Auteur(s) : Didier Boussarie

Fonctions : 118, avenue Pierre Mendès-France
02000 Laon

Pour stériliser un rongeur ou un lagomorphe, il est nécessaire de tenir compte des particularités d'espèce pour choisir la technique la plus sécurisante.

Les praticiens sont de plus en plus souvent sollicités pour effectuer une stérilisation chez les rongeurs et les lagomorphes de compagnie. Cela suppose de connaître la physiologie de la reproduction pour renseigner les propriétaires, établir une diagnose du sexe et décider de l'âge auquel sera effectuée l'intervention. Les indications de la stérilisation sont la suppression des comportements indésirables liés à l'activité hormonale, tant chez la femelle que chez le mâle, et l'obtention d'une contraception lorsque les individus vivent en groupe ou en couple. Cette dernière est d'autant plus souhaitable que la plupart de ces animaux ont un remarquable pouvoir de prolificité.

Stérilisation médicale

1. Chez la femelle

L'administration de progestatifs est une méthode alternative à la chirurgie de convenance [1, 2]. L'acétate de médroxyprogestérone(1) et l'acétate de mégestrol(1) sont à déconseiller en raison de leurs effets secondaires (augmentation de l'appétit, prise de poids et léthargie).

La proligestone(1) (Delvostéron(r)), efficace dès vingt-quatre heures après son administration, est recommandée chez la lapine et les rongeurs de compagnie. Elle n'influe pas sur la prise de nourriture ou sur le gain de poids et n'induit pas d'affection utérine. Le protocole d'utilisation est le suivant :

- chez la lapine : 30 mg/kg de proligestone(1) par voie sous-cutanée, après une vérification au préalable de l'absence de gestation. La durée moyenne de prévention de l'œstrus est de trois à quatre mois, sans effets secondaires et tout en préservant le potentiel reproducteur de la femelle [1] ;

- chez les rongeurs de compagnie (femelle du cobaye, du chinchilla, du hamster, du rat et de la souris) : 50 mg/kg. La durée moyenne de prévention de l'œstrus est de deux à trois mois.

2. Chez le mâle

L'acétate de delmadinone(1) est utilisable chez le mâle, à raison de 10 mg/kg. Même s'il diminue la libido, il n'offre toutefois pas la garantie d'obtenir une stérilité.

Castration chirurgicale

1. Chez le mâle

Rappels anatomiques

Rongeurs et lagomorphes sont dits endorchides : l'anneau inguinal est relativement large (surtout chez le lapin, le cobaye et la gerbille). Il est donc conseillé d'opérer à testicule couvert en raison du risque d'éventration, à l'exception du cobaye et du chinchilla, chez lesquels deux techniques sont possibles (cf. infra).

Matériel

Des instruments de chirurgie courante sont suffisants pour réaliser la castration. Il est cependant conseillé d'utiliser un matériel fin (comme des instruments d'ophtalmologie) chez les rongeurs de petite taille.

Chez le lapin [2, 3]

• Technique

- La région scrotale est rasée (délicatement, car la peau est particulièrement fine) et désinfectée.

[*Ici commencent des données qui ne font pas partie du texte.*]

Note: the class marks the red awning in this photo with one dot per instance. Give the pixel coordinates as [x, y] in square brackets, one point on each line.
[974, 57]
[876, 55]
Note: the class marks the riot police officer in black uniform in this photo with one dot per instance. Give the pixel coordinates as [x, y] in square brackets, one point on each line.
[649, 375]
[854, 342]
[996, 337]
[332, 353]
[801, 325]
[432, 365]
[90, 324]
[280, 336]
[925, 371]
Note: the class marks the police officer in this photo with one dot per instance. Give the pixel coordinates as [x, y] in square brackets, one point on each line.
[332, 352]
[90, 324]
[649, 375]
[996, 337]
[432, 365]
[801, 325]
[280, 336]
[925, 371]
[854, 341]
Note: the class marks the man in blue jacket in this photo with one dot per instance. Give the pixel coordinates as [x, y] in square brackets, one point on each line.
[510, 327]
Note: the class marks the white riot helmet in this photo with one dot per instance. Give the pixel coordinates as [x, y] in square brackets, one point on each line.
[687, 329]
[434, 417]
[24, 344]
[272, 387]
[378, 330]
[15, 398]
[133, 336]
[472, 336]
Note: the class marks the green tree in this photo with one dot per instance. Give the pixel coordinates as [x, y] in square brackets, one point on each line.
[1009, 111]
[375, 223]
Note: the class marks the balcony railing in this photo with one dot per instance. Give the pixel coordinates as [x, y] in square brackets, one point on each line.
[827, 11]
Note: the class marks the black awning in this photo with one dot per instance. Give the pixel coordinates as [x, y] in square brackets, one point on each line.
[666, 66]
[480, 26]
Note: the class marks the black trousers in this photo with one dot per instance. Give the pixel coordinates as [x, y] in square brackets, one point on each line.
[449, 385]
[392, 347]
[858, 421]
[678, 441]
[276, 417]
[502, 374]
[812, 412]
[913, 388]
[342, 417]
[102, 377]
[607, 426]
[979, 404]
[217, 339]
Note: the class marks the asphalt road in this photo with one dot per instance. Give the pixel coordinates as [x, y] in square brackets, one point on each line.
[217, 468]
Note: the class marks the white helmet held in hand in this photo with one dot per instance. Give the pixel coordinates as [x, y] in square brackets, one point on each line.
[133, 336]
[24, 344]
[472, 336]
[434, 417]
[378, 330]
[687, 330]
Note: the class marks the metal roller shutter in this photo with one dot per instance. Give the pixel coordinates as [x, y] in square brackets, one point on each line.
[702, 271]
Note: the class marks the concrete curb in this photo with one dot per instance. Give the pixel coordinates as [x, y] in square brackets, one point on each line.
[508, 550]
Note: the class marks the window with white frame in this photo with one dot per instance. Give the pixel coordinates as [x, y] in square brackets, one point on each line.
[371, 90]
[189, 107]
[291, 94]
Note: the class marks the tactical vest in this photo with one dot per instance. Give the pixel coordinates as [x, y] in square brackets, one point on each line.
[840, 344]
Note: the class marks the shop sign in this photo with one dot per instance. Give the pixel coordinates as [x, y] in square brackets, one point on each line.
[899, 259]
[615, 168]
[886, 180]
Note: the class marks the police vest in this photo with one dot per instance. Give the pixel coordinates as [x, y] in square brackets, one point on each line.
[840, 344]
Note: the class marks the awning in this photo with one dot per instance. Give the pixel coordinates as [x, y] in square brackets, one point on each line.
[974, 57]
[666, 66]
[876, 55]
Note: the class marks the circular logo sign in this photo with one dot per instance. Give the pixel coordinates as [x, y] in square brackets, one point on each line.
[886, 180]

- Le lapin est placé en décubitus dorsal, les postérieurs sont ramenés vers l'avant et tenus dans chaque main par un aide (PHOTO 1). Une bonne myorelaxation est nécessaire (voir l'ENCADRÉ “Anesthésie recommandée chez le lapin”).

- Les testicules sont maintenus fermement, une incision scrotale prudente est effectuée sur chacun, sans atteindre la gaine vaginale. Il existe une grande adhérence entre cette dernière et le scrotum.

- L'énucléation du premier testicule est réalisée après sa dissection prudente aux ciseaux fins.

- Une pince hémostatique est mise en place sur le cordon testiculaire couvert. Celui-ci est ligaturé. L'exérèse du testicule et de la totalité de la graisse rétroépididymaire est effectuée.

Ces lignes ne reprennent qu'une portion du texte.